Guadalupe is in Mexican waters and, simply put, it is the best place to see Great White Sharks on the planet. This is why:
- Best Visibility
- Best ‘Sharkiness’ (It’s Very Rare Not to See Sharks At Guadalupe)
- Best Value (You’re Guaranteed at Least 3 Days of Shark Cage Diving)
- Best Location (It’s Easy to Get to Guadalupe Within North America
If you’re interested in shark cage diving in California, your options are as follows:
Shark Trips From California
Los Angeles – Shark spotting (juvenile Great Whites) from Dana Wharf on a 45 minute charter (about $500)
San Francisco – Shark viewing/optional cage diving with White Sharks at the Farallon Islands. This is a day trip and it’s about $900+. You’ll get one or two dives if you go in the cage.
San Diego – Shark cage diving at Guadalupe Island. The boat leaves from either San Diego or Ensenada and you live on and dive from the boat over the next 5+ days.
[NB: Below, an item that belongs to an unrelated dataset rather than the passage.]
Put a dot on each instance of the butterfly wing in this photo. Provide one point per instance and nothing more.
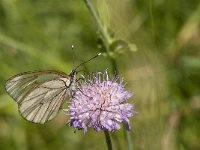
(39, 94)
You’ll get at least 10 cage dives, and potentially many more.
This is, simply put, the best place on Earth to see Great White Sharks. Now factor in the relatively affordable charter cost and this is the best of all shark trips in my admittedly not-so-humble opinion. Here’s me diving at Isla De Guadalupe way back in 2007!
When: August – December. Juveniles are usually the first to arrive at Guadalupe (August-September). The bigger sharks tend to show up a little later, although the seas can be choppier near the end of the season. October seems to be the sweet spot for sharks and calm seas at Guadalupe Island.
How Long: 6+ Nights/5+ Days
How Much: $3,800+. The more you pay, the longer you’ll stay – and the more luxury comes with it as well. Speaking from experience, the base $3,800 trip is perfectly fine.
Try This: MV Horizon – one of the first shark diving boats at Guadalupe and a regular on Shark Week each year. It’s a good boat for first time shark divers and a little easier on the wallet if you’re on a budget.
Can I Cancel These Shark Trips Due to COVID-19?
Each of the shark trips listed here other than Neptunes Island is through Liveaboard.com. Their cancelation policy at present is this:
You can cancel any new booking made until July 30, 2020, for any liveaboard dive trip from July 1, 2020 to December 31, 2021, if a government travel ban prevents you from getting to or from your destination.
If you cancel, you can get a full refund up to 30 days before your departure date. Or, you can move your trip to another date up to 24 months from your original booking. You will not be charged a rebooking fee.
Also, other than Tiger Beach, these shark trips probably don’t require SCUBA-certification, but confirm this with each operator.
But be sure you do. COVID-19 is a buzzkill at best and a full-blown crisis at its worst. We’re in dark times, and it’s always good to look forward to something.
If you’ve ever wanted to swim with sharks, these shark trips may help get you back on track during this dark time in our world’s history.